It would be unworkable to have different employment laws applying in the different jurisdictions in Great Britain. This was recently considered by the Smith commission for Scotland, and it concluded that employment and industrial relations law should remain reserved.
The noble Baroness, Lady Morgan, asked about legal advice. As noble Lords would expect, the Government have taken legal advice on the measures in the Bill relating to a number of areas. The Government do not, as she probably knows, disclose such advice; nor do we comment on leaked documents. The Government are committed, in implementing the Trade Union Bill, to fairly balance the right to strike with the rights of millions of people to go about their normal lives. Having said that, it will come as no surprise to noble Lords that I am always keen to explore areas of potential agreement, but the measures before us do reflect our manifesto and were supported by a clear majority in the elected Chamber.

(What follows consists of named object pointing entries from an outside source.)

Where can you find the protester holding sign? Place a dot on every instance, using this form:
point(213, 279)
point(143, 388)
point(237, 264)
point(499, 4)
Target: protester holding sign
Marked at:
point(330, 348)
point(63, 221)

The noble Lord, Lord Hain, said that he was less interested in the substance of the Bill than in the constitutional issues. As it is late, I will not go through the amendments clause by clause—although I can respond if that is wanted. I just point out that many employers will have staff across some or all of these regions. Business leaders have rightly raised concerns that this could create administrative complexities and could result in differential treatment of different groups of employees. This is not a matter of minute detail. The Government’s objective is to drive productivity and growth across the United Kingdom. These amendments could generate a lot of confusion and additional costs for both employers and unions and make it more complex for businesses to expand into other regions.
The Trade Union Bill is not the right forum for pushing forward the frontiers of the devolution settlements. Employment and industrial relations are reserved matters and the Bill, which deals with employment and industrial relations law, should respect that.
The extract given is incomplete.